UAT: LockService not integrated into PlanLifecycleService or SubplanService — lock enforcement missing during plan transitions #3995

Open
opened 2026-04-06 08:22:51 +00:00 by freemo · 0 comments
Owner

Metadata

  • Branch: fix/lock-service-plan-lifecycle-integration
  • Commit Message: fix(concurrency): wire LockService into PlanLifecycleService transitions
  • Milestone: (none — see backlog note below)
  • Parent Epic: #362

Bug Description

The LockService exists and is fully implemented (src/cleveragents/application/services/lock_service.py) but is not wired into PlanLifecycleService or SubplanService. This means plan-level and project-level advisory locks are never acquired or released during plan lifecycle transitions, defeating the purpose of the lock system.

Expected Behavior (from spec and issue #327)

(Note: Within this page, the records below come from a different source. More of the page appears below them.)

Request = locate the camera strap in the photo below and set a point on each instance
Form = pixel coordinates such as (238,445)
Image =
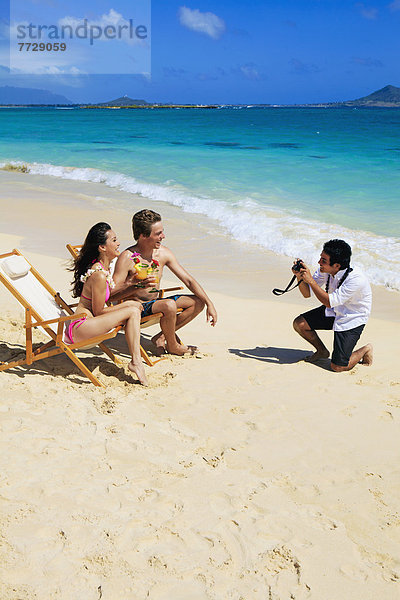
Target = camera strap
(279,292)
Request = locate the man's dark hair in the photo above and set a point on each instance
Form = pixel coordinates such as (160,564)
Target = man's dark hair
(339,252)
(142,222)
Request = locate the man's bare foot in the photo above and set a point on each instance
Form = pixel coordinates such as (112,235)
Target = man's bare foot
(159,342)
(368,356)
(317,356)
(138,369)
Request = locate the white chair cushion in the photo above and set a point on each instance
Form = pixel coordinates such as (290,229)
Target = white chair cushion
(16,266)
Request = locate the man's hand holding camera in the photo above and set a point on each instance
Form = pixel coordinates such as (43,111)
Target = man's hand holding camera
(301,271)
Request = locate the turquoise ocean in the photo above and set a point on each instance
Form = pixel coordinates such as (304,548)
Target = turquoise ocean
(283,179)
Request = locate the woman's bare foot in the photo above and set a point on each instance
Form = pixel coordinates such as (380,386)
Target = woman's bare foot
(138,369)
(317,356)
(368,356)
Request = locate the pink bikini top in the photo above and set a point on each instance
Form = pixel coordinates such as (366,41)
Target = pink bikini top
(109,280)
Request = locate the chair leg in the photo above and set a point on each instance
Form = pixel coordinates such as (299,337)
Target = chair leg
(147,358)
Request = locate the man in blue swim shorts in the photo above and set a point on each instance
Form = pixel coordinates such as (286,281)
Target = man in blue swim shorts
(346,306)
(148,250)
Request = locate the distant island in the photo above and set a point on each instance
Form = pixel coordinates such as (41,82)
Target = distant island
(387,97)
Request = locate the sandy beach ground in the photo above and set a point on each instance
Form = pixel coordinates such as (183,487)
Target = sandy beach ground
(238,474)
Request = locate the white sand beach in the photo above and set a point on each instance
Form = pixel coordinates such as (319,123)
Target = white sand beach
(241,473)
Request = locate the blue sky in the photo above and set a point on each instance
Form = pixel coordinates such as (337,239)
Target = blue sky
(203,51)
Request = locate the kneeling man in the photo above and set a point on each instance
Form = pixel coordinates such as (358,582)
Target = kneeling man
(148,232)
(346,305)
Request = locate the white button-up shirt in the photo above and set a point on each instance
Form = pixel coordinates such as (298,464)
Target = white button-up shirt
(351,302)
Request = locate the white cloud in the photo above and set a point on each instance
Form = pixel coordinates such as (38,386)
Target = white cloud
(207,23)
(112,19)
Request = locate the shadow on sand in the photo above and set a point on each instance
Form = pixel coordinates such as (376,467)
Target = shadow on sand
(280,356)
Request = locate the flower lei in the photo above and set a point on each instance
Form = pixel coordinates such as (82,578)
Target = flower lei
(90,272)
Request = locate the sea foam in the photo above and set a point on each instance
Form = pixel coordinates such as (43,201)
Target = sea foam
(269,227)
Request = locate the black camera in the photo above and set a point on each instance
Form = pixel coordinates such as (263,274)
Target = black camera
(298,265)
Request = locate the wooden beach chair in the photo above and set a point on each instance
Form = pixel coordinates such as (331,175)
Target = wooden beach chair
(145,321)
(45,308)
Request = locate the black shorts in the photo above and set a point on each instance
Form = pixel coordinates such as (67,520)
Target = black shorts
(344,341)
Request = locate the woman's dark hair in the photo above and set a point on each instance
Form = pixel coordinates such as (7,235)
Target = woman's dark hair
(89,253)
(339,252)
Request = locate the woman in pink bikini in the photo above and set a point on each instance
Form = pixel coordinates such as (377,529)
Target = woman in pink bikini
(93,284)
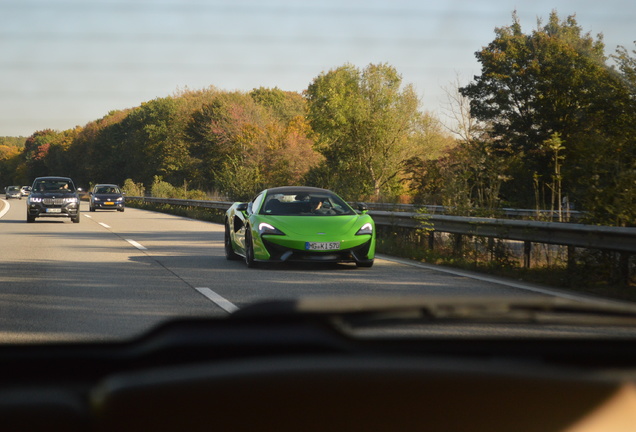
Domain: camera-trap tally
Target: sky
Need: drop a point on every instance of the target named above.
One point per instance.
(64, 63)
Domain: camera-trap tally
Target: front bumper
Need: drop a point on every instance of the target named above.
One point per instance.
(359, 253)
(108, 205)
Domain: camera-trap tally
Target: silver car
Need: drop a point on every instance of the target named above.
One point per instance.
(13, 192)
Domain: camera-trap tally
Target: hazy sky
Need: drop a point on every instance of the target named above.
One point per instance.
(64, 63)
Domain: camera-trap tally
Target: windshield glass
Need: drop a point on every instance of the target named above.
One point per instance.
(60, 186)
(395, 149)
(298, 203)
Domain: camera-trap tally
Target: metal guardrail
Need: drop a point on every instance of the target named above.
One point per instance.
(616, 239)
(506, 212)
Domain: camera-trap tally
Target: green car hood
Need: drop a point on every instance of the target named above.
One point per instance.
(305, 226)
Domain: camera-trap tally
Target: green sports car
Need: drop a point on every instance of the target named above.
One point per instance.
(299, 224)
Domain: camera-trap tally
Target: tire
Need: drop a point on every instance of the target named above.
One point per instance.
(249, 249)
(230, 255)
(364, 263)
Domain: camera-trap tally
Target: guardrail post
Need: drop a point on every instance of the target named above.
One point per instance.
(458, 241)
(527, 251)
(624, 273)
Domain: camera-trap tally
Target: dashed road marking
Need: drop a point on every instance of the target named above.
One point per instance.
(135, 244)
(222, 302)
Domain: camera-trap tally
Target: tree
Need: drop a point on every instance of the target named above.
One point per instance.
(554, 80)
(367, 125)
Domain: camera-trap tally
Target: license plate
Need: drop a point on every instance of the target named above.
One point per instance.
(322, 245)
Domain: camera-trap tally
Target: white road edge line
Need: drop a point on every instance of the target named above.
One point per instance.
(135, 244)
(221, 302)
(6, 208)
(512, 284)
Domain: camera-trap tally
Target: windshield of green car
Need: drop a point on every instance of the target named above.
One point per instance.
(59, 186)
(296, 203)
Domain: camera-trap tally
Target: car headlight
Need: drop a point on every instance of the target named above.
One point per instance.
(265, 228)
(367, 228)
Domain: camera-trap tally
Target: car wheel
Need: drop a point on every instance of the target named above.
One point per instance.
(249, 249)
(230, 255)
(364, 263)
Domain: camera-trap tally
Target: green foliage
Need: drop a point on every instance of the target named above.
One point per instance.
(131, 188)
(555, 80)
(368, 126)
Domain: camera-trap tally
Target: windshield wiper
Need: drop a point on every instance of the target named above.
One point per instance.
(457, 309)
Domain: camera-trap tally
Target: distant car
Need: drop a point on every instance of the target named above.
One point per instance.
(299, 224)
(106, 197)
(13, 192)
(53, 197)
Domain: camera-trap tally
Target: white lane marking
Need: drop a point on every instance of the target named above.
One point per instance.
(518, 285)
(223, 303)
(135, 244)
(6, 208)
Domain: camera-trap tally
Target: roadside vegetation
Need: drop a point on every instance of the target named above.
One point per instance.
(549, 123)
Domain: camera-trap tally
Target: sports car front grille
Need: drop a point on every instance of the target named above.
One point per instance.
(53, 201)
(280, 253)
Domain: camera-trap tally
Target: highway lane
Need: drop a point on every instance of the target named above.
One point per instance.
(114, 275)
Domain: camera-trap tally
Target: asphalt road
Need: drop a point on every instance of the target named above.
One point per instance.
(115, 275)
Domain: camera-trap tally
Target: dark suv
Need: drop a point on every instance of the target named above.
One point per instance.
(53, 197)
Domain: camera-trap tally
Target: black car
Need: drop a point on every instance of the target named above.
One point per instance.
(53, 197)
(12, 192)
(106, 197)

Per docs/reference/concurrency.md (Integration Points section):

PlanLifecycleService: Transitions acquire a plan-level lock before mutating phase/state and release it after persistence.

Per issue #327 acceptance criteria:

Ensure locks are enforced in PlanLifecycleService transitions and SubplanService scheduling.

The LockService should be:

  1. Injected into PlanLifecycleService.__init__() as a dependency
  2. Called with acquire() before any plan state transition (strategize, execute, apply, cancel, etc.)
  3. Called with release() after the transition completes (or on error)
  4. Called with renew() during long-running phases
  5. Called with release_all_for_owner() on graceful shutdown

Actual Behavior

Searching the entire codebase for LockService usage:

  • src/cleveragents/application/services/lock_service.py — the implementation itself
  • src/cleveragents/cli/commands/system.py — only used for count_stale_locks() in the agents diagnostics health check

PlanLifecycleService (src/cleveragents/application/services/plan_lifecycle_service.py) has zero references to LockService, lock_service, acquire, or release (in the lock context).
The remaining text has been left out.